The Greek historian Herodotus reports in his "Histories" of a never-ending armed conflict in Asia Minor. Then, on May 28, 585 BC, the messed up situation began to move.

"As they continued the war equally on both sides, it happened at a meeting in the sixth year that, with the outbreak of battle, day suddenly turned into night. Thales of Miletus also predicted this change of day for the Ionians Predicting the same year in which the change actually took place. "

Warriors were surprised by the spectacle of nature

The sun darkened over the tumult of the battle - what, says Herodotus, the then 40-year-old mathematician and philosopher Thales von Miletus, who had calculated in advance. The moon moved in front of the blazing bright sun and covered it for a good three and a half minutes. The bright day suddenly turned into dark night: In the sky there was no more bright sunlight to be seen, only the glow of the brightest stars and planets. The warring parties were certainly not aware of the valley's prognosis - and so the fighters were completely surprised by the natural spectacle.

"When the Lydians and the Medes saw night take the place of day, they not only gave up the battle, but also drove them all the more to a peace treaty on both sides."

The solar eclipse of the Valley of Miletus made world politics - at least that's what legend says. But the British astronomer John Mason, one of the most experienced eclipse observers in the world, thinks so much awe of nature is more than understandable.

Heavenly sign to the warring parties

"It may seem strange to many people these days that a natural event should have had such an effect. But I've seen a lot of solar eclipses myself and repeatedly experienced what they did to the people around me. Such a spectacle is absolutely overwhelming . Suddenly it gets dark for a few minutes - and then luckily the light comes again. You can immediately feel that something is happening that is much bigger and more important than the little problems we have on our planet. "

The solar eclipse did not lead to a peace agreement within minutes. But the warring parties knew how to interpret the heavenly sign and were only too happy to end the long conflict. Herodotus attributes the prediction of this eclipse to Thales of Miletus, but the historian lived a good century after the dramatic events and he may not have known much about the astronomical knowledge of other cultures, warns John Mason:

"There are reports from ancient China, according to which scholars were able to predict solar and lunar eclipses even back then. We also believe that the Babylonians - without any calculators or computers - recognized that eclipses exist inside one repeat a good eighteen-year cycle. You might well have calculated such events before Thales. I suspect we will never know for sure what the first eclipse predicted was. "
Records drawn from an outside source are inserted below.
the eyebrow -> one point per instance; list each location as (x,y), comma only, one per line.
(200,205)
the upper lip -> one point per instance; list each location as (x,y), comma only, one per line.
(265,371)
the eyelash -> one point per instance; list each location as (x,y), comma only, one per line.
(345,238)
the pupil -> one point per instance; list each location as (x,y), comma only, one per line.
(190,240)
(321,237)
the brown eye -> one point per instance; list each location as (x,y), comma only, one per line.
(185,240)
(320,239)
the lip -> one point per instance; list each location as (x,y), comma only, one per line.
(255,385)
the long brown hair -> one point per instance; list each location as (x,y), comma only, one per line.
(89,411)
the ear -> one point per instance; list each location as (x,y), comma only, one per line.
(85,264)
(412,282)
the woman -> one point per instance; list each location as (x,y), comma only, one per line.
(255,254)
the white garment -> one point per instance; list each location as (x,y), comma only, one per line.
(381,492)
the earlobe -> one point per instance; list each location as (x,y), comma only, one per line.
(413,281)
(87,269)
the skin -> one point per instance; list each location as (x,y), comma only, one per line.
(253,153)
It is undisputed that on May 28, 585 BC, the moon's shadow once moved across what is now Turkey. It is also clear that the milestone anniversary is not to be celebrated until this year, even if some very eager people cheered last year. But our calendar does not have a year zero - when the year counting from the birth of Christ was introduced in the 6th century by the monk Dionysius Exiguus, zero was still unknown. The historical year 585 BC therefore corresponds to the mathematical year minus 584. Thus, the peacemaking total solar eclipse of the valley of Milet only occurred 2600 years ago.